Anonymous
Anonymous asked in Science & MathematicsMathematics · 2 months ago

# The length of the sides of a triangle are 8, 8, and 3. What is the measure of the smallest angle in the triangle?

A)20.6

B)21.6

C)22.0

D)28.4

E)33.8

* There is clearly something wrong with the way i solved this, i used the Law of Cosines, the answer i got os none of these five. It would be great if someone explained. Thanks:)

Relevance

Simple mistakes are made by many when using the cosine rule. However, you need to show your workings so we can identify where your mistakes are being made.

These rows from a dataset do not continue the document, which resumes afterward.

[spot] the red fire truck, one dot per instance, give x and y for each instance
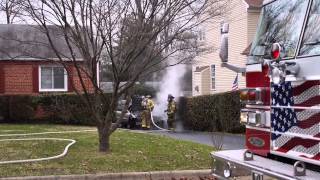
(282, 95)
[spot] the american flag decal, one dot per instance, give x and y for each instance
(295, 118)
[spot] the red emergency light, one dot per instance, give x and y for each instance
(275, 51)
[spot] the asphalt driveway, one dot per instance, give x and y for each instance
(230, 141)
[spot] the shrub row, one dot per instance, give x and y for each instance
(59, 109)
(218, 112)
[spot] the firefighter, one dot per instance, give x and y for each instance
(148, 106)
(171, 112)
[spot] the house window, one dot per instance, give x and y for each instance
(52, 78)
(213, 77)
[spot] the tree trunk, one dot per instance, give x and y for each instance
(104, 140)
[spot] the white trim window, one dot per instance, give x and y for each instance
(52, 79)
(213, 77)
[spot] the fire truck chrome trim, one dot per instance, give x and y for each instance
(258, 107)
(254, 68)
(260, 164)
(315, 108)
(296, 158)
(255, 117)
(304, 136)
(258, 128)
(258, 95)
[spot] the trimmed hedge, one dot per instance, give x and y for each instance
(58, 109)
(218, 112)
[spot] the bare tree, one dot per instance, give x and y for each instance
(135, 37)
(12, 9)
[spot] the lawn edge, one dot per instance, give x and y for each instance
(152, 175)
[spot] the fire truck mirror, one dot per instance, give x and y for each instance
(224, 48)
(247, 156)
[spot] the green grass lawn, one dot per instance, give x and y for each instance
(129, 152)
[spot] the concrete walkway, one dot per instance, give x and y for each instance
(230, 141)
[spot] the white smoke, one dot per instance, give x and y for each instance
(170, 84)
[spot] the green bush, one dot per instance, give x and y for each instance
(142, 89)
(58, 109)
(218, 112)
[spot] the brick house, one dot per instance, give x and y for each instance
(208, 76)
(29, 66)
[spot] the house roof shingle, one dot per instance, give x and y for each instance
(247, 50)
(25, 42)
(201, 68)
(254, 3)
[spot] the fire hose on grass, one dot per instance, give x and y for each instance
(65, 151)
(163, 129)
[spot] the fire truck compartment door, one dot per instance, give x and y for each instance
(309, 69)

Anyway, the smallest angle is opposite the shortest side so,

3² = 8² + 8² - 2(8)(8)cosθ

so,  128cosθ = 8² + 8² - 3²

i.e.  128cosθ = 119

Hence, cosθ = 119/128

so, θ = cos⁻¹(119/128) => 21.6°

:)>

• Use the Cosine Rule

3^2 = 8^2 + 8^2 - 2(8)(8)CosA

9 = 64 + 64 - 128CosA

CosA = (9 - 64 - 64 ) / -128

CosA = -119/-128

CosA = 119/128

CosA = 0.92968...

A = Cos^-1( 0.92968...)

A = 21.613845... degrees.

• 8x8x3 , none its cant be that size .

• Since the triangle is isosceles, A/2 = sin⁻¹(1.5/8) = 10.8º. The smallest angle A = 2*10.8º = 21.6º

• Triangle with Three sides Known (SSS) -

The Angles are:  79.19 /  79.19 and 21.6

Use the Law of Cosines First to find one of the Angles. Then use the Law of Cosines again to find another Angle.  The last angle is found by 180 - A - B.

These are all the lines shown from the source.